E invero, tale lettura del testo normativo, già condotta in tal senso da questa Corte, è superata dal diverso orientamento espresso, tra l’atro, con le sentenze prima richiamate, che, alla luce delle introdotte modifiche dell’istituto del "patteggiamento", ritiene che della sentenza di applicazione concordata della pena, equiparata, ai sensi dell’art. 445 c.p.p., comma 1-bis, salvo diverse disposizioni di legge, a una pronuncia di condanna, debba tenersi conto al fini della revoca dell’Indulto, in assenza di una specifica diversa disposizione.

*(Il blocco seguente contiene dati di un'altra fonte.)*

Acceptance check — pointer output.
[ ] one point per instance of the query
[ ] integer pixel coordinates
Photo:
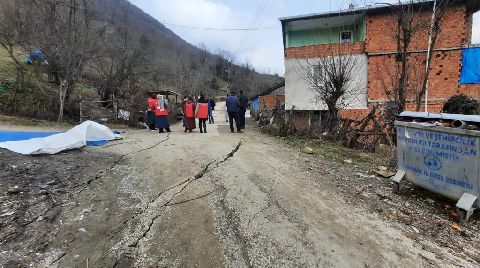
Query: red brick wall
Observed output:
(382, 29)
(270, 100)
(445, 67)
(324, 50)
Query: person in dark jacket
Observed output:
(202, 113)
(243, 103)
(232, 109)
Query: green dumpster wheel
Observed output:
(397, 187)
(461, 215)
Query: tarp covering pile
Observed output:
(33, 143)
(470, 66)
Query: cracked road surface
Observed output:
(219, 199)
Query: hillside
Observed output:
(113, 50)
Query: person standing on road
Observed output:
(243, 103)
(226, 112)
(150, 118)
(189, 111)
(211, 107)
(185, 98)
(232, 109)
(202, 113)
(161, 113)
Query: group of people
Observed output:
(201, 109)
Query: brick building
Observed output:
(369, 34)
(269, 98)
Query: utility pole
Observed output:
(429, 51)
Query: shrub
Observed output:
(461, 104)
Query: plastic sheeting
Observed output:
(470, 66)
(88, 132)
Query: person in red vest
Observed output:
(152, 103)
(189, 112)
(202, 113)
(161, 113)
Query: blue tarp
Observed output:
(470, 66)
(23, 135)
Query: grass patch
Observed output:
(333, 151)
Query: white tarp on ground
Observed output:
(76, 137)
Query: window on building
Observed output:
(316, 73)
(346, 37)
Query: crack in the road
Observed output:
(97, 176)
(191, 199)
(184, 184)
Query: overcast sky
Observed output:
(263, 48)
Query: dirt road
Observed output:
(209, 200)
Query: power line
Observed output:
(254, 21)
(219, 29)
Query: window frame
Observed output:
(351, 37)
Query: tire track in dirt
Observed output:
(134, 242)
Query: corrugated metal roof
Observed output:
(342, 12)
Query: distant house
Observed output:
(368, 33)
(269, 98)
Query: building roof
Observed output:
(472, 6)
(270, 90)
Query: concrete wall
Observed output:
(299, 94)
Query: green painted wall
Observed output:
(321, 36)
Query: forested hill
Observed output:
(185, 67)
(104, 49)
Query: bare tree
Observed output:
(439, 11)
(13, 28)
(333, 81)
(408, 25)
(68, 35)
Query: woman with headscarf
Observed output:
(202, 113)
(189, 111)
(152, 103)
(162, 114)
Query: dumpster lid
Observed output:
(462, 117)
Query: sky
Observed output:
(263, 48)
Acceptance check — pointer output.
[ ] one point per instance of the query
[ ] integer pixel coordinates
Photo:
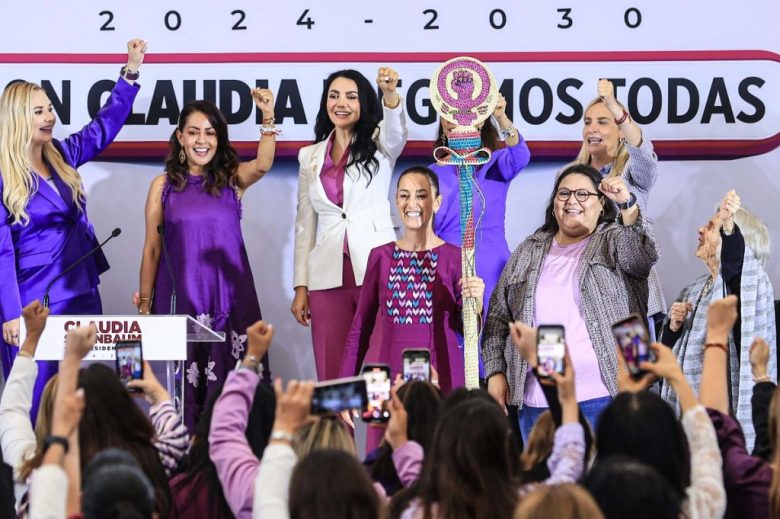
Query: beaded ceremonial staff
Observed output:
(464, 92)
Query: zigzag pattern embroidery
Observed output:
(410, 285)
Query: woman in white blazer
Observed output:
(343, 206)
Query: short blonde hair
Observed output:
(621, 154)
(565, 501)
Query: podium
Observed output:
(164, 338)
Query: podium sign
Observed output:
(163, 337)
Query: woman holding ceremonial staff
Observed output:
(44, 227)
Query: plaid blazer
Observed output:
(613, 273)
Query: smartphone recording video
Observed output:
(550, 349)
(344, 394)
(377, 377)
(633, 340)
(417, 365)
(129, 361)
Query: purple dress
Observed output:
(418, 298)
(214, 283)
(493, 178)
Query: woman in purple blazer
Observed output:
(43, 225)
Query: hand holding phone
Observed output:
(344, 394)
(633, 342)
(377, 377)
(129, 361)
(550, 350)
(417, 365)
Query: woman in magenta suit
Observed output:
(414, 286)
(44, 226)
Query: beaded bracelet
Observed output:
(717, 345)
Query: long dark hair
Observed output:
(609, 214)
(112, 419)
(200, 473)
(643, 427)
(422, 401)
(433, 178)
(624, 487)
(472, 466)
(330, 483)
(363, 146)
(488, 134)
(222, 168)
(115, 486)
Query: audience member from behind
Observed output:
(116, 487)
(472, 468)
(638, 424)
(422, 402)
(331, 484)
(747, 478)
(565, 501)
(241, 424)
(157, 444)
(624, 488)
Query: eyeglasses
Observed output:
(581, 195)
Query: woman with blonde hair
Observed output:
(613, 144)
(565, 501)
(44, 227)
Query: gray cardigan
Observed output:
(613, 275)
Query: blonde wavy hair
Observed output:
(16, 129)
(621, 154)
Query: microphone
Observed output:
(161, 232)
(116, 232)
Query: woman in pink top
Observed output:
(583, 269)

4. Infondato è, infine, il terzo motivo con il quale si deduce l’omesso esame delle istanze di rettifica del cumulo e di applicazione della continuazione, assumendo la loro reiterazione a mezzo memoria difensiva.

Dette istanze, infatti, non sono state allegate al ricorso, nè il loro contento è nello stesso ripreso, in contrasto con il principio di autosufficienza del ricorso, già elaborato dalle Sezioni civili (da ultimo, Sez. 3, n. 18375 del 07/07/2010, dep. 06/08/2010, Rv.

614390, in motivazione sub 5, non massimata sul punto) e recepito e applicato anche in sede penale con giurisprudenza costante (tra le altre Sez. 1, sent. 6112 del 22/01/2009, dep. 12/02/2009, Rv.

243225).

5. Il ricorso va pertanto rigettato.

Al rigetto del ricorso segue per legge, in forza del disposto dell’art. 616 cod. proc. pen., la condanna del ricorrente al pagamento delle spese processuali.

P.Q.M.

Rigetta il ricorso e condanna il ricorrente al pagamento delle spese processuali.

Testo non ufficiale. La sola stampa del bollettino ufficiale ha carattere legale.